То, что “великий кандальный” шел через город, никого не смущало: привыкли – полтора миллиона мимо протопало: тут тебе и Радищев, и декабристы, и Герцен, и Достоевский с Плещеевым, и Чернышевский, и матросы с “Потемкина”. А ты не балуй— не преступай!.. Иностранцы были более чувствительны – впечатленный трагическими картинами Сибирской заставы немецкий писатель и путешественник Иоганн Шницлер написал о ней словами Данте: “Мы видели тот предел пути, у которого воображение ставит надпись: «Оставь надежду, всяк сюда входящий!»”.
Представляю: сбивает усталый кузнец колодки с разодранных в кровь ног очередного каторжанина, уныло лязгает железо – ляц! ляц! – а из-за ограды парка несется смех девичий, оркестр наяривает – тубы, трубы, тромбоны… В девятнадцатом веке он звался не парк – сад. И имя носил не чета советскому, на дореволюционных картах так и обозначен: “Сад Русская Швейцария”.
Могучие, крытые пышной зеленью холмы, причудливые овраги, крутой изгиб реки сквозь еловые ветви блестит – и правда, чем не милая русской душе альпийская заграница? В “Семейных хрониках и воспоминаниях” Аксаков описывает, как гимназистами они ловили в этой дикой местности бабочек и заодно окрестили ее Швейцарией. Название прижилось. И вот уже губернатор Шипов выбирает холмы местом своей летней резиденции, за ним подтягивается казанский бомонд, дорожки-беседки, столики-скамейки, благородные гипсовые статуи, ресторации-кондитерские, кабаки-трактиры, шалманы-балаганы, механический театр, эстрада с шансонетками, цирк шапито с гуттаперчевыми акробатами, тараканьи бега и широко рекламируемые почтенной публике собачьи концерты! Как говорится, хоть и Швейцария, а всё ж – наша, рассейская!

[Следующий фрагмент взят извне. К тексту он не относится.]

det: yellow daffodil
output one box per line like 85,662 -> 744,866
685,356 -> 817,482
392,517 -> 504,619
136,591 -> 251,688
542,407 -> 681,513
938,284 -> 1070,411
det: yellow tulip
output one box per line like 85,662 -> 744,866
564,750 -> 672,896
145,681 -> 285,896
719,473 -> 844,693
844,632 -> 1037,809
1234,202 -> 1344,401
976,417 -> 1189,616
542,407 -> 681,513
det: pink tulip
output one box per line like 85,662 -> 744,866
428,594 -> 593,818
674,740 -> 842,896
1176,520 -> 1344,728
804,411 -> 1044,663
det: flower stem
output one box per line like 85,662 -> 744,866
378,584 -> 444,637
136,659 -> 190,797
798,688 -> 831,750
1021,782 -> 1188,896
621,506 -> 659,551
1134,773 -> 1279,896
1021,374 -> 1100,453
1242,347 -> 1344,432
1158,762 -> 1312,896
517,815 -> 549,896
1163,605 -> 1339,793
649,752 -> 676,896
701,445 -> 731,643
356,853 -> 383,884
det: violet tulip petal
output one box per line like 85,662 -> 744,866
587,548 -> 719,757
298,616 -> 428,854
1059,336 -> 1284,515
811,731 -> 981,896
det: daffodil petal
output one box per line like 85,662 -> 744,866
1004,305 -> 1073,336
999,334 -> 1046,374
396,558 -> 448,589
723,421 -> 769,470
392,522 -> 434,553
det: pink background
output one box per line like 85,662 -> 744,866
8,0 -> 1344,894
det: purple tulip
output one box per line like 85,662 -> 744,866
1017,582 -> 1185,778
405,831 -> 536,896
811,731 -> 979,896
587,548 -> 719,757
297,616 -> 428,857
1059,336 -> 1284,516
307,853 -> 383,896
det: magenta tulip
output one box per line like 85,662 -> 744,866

Следом поспевает немецкая профессура (а ее в городе со времен основания Казанского университета было немало) – заселяет еще пару холмов. Раньше они назывались по-простому – Скотскими, а теперь – Швейцарией Немецкой. В этой части сада, в отличие от русской, всё чинно и очень респектабельно. Можно расслышать, как журчат меж аккуратных дачных домиков облагороженные заботливой германской рукой ручьи. Das ist aber schön[1].
Так и живут они рядом – два разных мира с общей границей, одной оградой и одним названием на двоих. Там, за пределами сада, пусть остаются грязь немощеных улиц, туберкулезная сырость татарских слобод, заболоченные и полные нечистот городские озера, нищие, калики, клопы, комары, каторжане с их колодками и кандалами… Здесь ничего этого нет. Здесь – только радость, жизнь, вечный праздник. Здесь – Швейцария. Белые кружевные заборы неприступны и нерушимы, как государственная граница. Так кажется тем, кто внутри.